Bereits begannen sich meine Augen an die Dunkelheit zu gewöhnen. Ich betrachtete Sam, wie er im Bett lag und sich von einer Seite zur anderen wendete, als hätte er einen schrecklichen Albtraum. Er zuckte zusammen und verzog sein Gesicht zu einer schmerzverzerrten Grimasse. Schweiss glänzte auf seiner Stirn. Sein Anblick war nur schwer zu ertragen, weshalb ich dem Ganzen ein Ende bereiten wollte.

„Sam?", ich streckte meine Hand nach ihm aus, berührte ihn an der Schulter und versuchte ihn sanft wach zu rütteln.

In Sekundenschnelle griff er nach meinem Arm und zerrte mich auf die Matratze. Er richtete sich auf, stürzte sich auf mich und drückte mich gegen die Matratze.

„Sam, hör auf! Du tust mir weh", gab ich keuchend von mir. Die eine Hand hielt er um meinen Hals, so dass ich kaum noch Luft bekam. Mit einer solch überspitzten Reaktion hatte ich nicht gerechnet.

Sam erstarrte, sein Blick verharrte auf meinem Gesicht. Der Schein des Mondes, der durch das Fenster fiel war genug hell, damit ich seinen Gesichtsausdruck ausmachen konnte. Er hatte von wütend auf ängstlich gewechselt und dann schien er endlich zu sich zu kommen.

„Mara?", schnell liess er von mir ab und setzte sich neben mich auf die Matratze, „Ist alles in Ordnung?"

Ich nickte. Noch immer stand ich unter Schock, weshalb ich vorsichtig fragte, „Hattest du einen Albtraum?"

„Ja... Einen ziemlich schrecklichen", Sam legte sich zurück in die Kissen, „Tut mir leid, ich wusste nicht, dass du es bist."

Als Entschuldigung und um mich ein wenig zu beruhigen, legte er seinen Arm um mich. Ich spürte, wie sein Herz immer noch viel zu heftig schlug.

„Ist schon in Ordnung", versuchte ich ihn zu beruhigen. Es war nicht seine Schuld, er war in seinem Traum gefangen gewesen.

„Wir alle haben Albträume...", fügte ich hinzu und dachte an meine Kindheit zurück. Damals wurde ich fast täglich von schlimmen Albträumen heimgesucht. Von Erlebnissen, an die ich mich nicht mehr erinnern konnte, weil ich schlichtweg zu jung war. Da mein Inneres diese Erlebnisse trotzdem verarbeiten musste, kamen sie in Form von Albträumen zum Vorschein.

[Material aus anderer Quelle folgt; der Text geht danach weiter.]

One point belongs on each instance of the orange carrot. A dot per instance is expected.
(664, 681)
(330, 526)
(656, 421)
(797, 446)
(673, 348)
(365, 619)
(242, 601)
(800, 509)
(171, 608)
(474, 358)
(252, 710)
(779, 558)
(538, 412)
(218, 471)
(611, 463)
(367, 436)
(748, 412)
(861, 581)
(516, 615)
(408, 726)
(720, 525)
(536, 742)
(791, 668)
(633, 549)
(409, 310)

Als Sam sich wieder gefasst hatte, erhob ich mich von seinem Bett.

„Ich denke du kommst jetzt alleine zurecht?", fragte ich ihn, während ich Richtung Tür lief.
Er wirkte immer noch ziemlich blass im fahlen Licht des Mondes. Ob dies am Albtraum lag oder an der Tatsache, dass er mich angegriffen hatte, wusste ich nicht.

Sam nickte, woraufhin ich die Tür hinter mir zu zog und es mir wieder auf dem Sofa bequem machte.

Der nächste Tag brach an und mit ihm die Erkenntnis, dass Bastian immer noch nicht zurückgekehrt war. Vor gut einer Woche war er zu einer seiner Reisen aufgebrochen und hätte eigentlich gestern zurückkommen sollen. Ein unbehagliches Gefühl machte sich in mir breit. Normalerweise kam Bastian eher früher zurück als angekündigt. Meist rechnete er einen weiteren Tag ein, falls etwas nicht nach Plan verlaufen sollte.

Ich ging zu den Hunden, wie ich es jeden Morgen tat. Nach dem Füttern liess ich sie hinaus in die Aussenanlage und putzte ihre Zwinger, während Tikaani nicht von meiner Seite wich. Sie schien gerne in meiner Nähe zu sein und beobachtete mich dabei, wie ich den Zwinger mit einem Wasserschlauch abspritzte.

Als ich abends nach Hause kam, war Sam zu meiner Verblüffung bereits zu Hause. Er hatte das Abendessen vorbereitet. Noch bevor ich mich an den Tisch setzte, musste ich etwas loswerden, das mich bereits den ganzen Tag bedrückt hatte.

„Bastian ist auch heute nicht zurückgekommen."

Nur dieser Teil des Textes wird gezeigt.